Due to the increasing competition in the process industries, there has been a strong need to detect, locate and estimate faults, and to recover the process from faulty states. By providing the operators with supportive information or by recovering the system automatically, fault diagnosis keeps the process running efficiently and safely, thereby bringing enormous economical benefits to the industries.
During the last three decades there has been considerable progress in process automation. Although most chemical plants have automatic systems for shut down and the management of abnormal and unsafe situations, many accidents occur. This clearly demonstrates that safety and fault detection systems are not implemented properly. In order to improve the applicability of fault diagnosis methods, further academic development is needed. Obtaining good fault diagnosis results usually requires a more detailed process model, the development of which is a laborious and time-consuming task. On the other hand, data-driven models are easy to generate from historical data. However, most of these models are able to detect the occurrence of a fault but not to diagnose the fault.

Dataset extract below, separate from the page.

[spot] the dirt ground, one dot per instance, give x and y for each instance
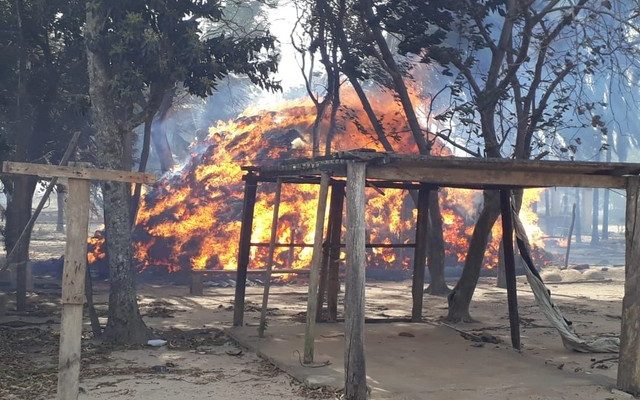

Causal digraph-based fault diagnosis methods attempt to solve this conflict by utilizing process structure knowledge. The latest developments in the causal-directed graph (digraph) based fault diagnosis method guarantee a good physical explanation for fault occurrence and, simultaneously, utilize the time-saving advantage of black-box system identification methods. The causal structure of the process is usually obtained either from process knowledge or through causal analysis of the historical data.
However, the increasing number of process variables means that identification of the causal structure and the cause-effect models is becoming a more and more demanding task. As a result, causal digraph modeling is nowadays faced with a challenge set by the increasing complexity of the processes involved.
The complexity of the process results, in turn, in problems in digraph model construction. This difficulty directly decreases the applicability of the methods. Thus, in order to improve the applicability of the causal digraph fault diagnosis method, it would be beneficial to develop more sophisticated methods to support the construction of the causal structure and cause-effect models.